I looked into "crystalline glass" after being astonished at this term in a promotion involving what looked like ordinary glassware, with no flat surfaces. In European rules, "lead crystal" implies more than 24% lead oxide in the formula. There have been concerns about lead leaching from lead glass, so that alternatives such as barium have been replacing lead. Manufacturers are permitted to call low-lead or "lead-free" glass "crystal glass" or "crystalline glass". That seems a gross deception in the case that drew my attention, but in glass with similar designs to cut lead glass, perhaps not, although "crystalline" still seems more of a misnomer than "crystal".
Glass is by definition amorphous.

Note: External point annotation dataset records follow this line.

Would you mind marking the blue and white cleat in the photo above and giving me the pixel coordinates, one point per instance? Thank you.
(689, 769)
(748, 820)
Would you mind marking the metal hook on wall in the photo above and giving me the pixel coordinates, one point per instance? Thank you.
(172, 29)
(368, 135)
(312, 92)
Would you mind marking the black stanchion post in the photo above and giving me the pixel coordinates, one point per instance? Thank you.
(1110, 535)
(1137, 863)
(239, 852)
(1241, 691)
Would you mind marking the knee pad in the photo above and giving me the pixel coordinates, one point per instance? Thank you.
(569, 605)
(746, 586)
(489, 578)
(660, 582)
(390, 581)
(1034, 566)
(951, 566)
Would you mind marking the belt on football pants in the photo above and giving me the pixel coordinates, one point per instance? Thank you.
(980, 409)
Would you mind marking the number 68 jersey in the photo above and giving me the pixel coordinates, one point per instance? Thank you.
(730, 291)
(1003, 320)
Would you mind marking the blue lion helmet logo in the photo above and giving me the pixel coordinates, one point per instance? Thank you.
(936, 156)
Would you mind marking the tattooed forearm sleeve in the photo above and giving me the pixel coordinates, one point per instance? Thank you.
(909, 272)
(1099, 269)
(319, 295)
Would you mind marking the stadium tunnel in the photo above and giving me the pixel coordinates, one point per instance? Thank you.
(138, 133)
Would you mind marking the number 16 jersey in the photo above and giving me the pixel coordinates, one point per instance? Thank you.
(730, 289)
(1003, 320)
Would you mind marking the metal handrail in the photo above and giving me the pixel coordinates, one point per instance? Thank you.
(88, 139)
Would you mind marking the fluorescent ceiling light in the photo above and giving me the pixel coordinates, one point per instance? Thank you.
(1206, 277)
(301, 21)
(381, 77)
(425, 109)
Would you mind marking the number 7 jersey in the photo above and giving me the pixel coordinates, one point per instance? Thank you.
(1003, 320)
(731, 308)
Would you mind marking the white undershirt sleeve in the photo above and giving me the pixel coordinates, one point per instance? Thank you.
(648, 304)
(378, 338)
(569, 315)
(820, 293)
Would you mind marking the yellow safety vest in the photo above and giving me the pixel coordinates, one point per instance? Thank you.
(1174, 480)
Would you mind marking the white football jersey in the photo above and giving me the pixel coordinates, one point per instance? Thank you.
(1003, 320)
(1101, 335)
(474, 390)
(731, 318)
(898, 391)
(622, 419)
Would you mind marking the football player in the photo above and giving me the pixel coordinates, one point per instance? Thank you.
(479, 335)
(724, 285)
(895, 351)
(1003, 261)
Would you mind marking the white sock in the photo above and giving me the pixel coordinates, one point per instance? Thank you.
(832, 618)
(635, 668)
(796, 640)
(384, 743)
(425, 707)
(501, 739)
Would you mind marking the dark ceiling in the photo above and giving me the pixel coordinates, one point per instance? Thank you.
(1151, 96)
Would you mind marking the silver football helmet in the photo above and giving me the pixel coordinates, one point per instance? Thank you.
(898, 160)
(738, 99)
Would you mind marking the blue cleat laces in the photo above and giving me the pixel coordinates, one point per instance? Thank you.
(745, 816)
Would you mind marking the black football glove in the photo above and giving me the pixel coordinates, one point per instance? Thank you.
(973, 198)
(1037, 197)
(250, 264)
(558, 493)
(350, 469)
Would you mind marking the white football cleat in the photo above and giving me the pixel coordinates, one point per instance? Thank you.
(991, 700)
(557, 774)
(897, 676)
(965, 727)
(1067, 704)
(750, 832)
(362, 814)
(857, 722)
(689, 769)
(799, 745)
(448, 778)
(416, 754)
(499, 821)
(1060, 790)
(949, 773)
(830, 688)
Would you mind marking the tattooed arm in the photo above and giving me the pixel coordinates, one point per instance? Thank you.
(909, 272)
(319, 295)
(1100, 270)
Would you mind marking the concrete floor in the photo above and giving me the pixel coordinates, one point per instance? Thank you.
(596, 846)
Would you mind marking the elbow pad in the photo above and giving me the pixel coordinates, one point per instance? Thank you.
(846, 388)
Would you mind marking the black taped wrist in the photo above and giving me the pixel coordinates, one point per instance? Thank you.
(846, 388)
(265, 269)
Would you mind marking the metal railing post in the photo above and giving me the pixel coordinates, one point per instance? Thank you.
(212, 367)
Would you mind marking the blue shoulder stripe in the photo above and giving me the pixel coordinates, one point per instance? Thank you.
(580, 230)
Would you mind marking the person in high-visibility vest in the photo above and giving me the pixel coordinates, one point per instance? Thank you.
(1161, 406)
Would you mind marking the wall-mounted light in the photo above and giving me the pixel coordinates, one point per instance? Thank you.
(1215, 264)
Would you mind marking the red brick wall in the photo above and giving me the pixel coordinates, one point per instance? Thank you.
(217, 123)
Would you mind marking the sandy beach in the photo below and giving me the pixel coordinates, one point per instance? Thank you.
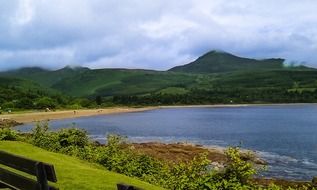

If you were to crystallize it then it would be considered a ceramic, even though compositionally you have not changed your material. Often times the crystallization may occur as a result of slow cooling rates which then allows the formation of ordered arrangements of atoms (crystals) which are usually disallowed by more rapid cooling.
Sometimes partial crystallization occurs and is even desired. This produces a "glassy-ceramic" material which can give the best of both materials. Corelleware is famously strong and durable because its structure consists of ceramic particles in a glass matrix. This also gives it it's famous million needle-like shards when broken.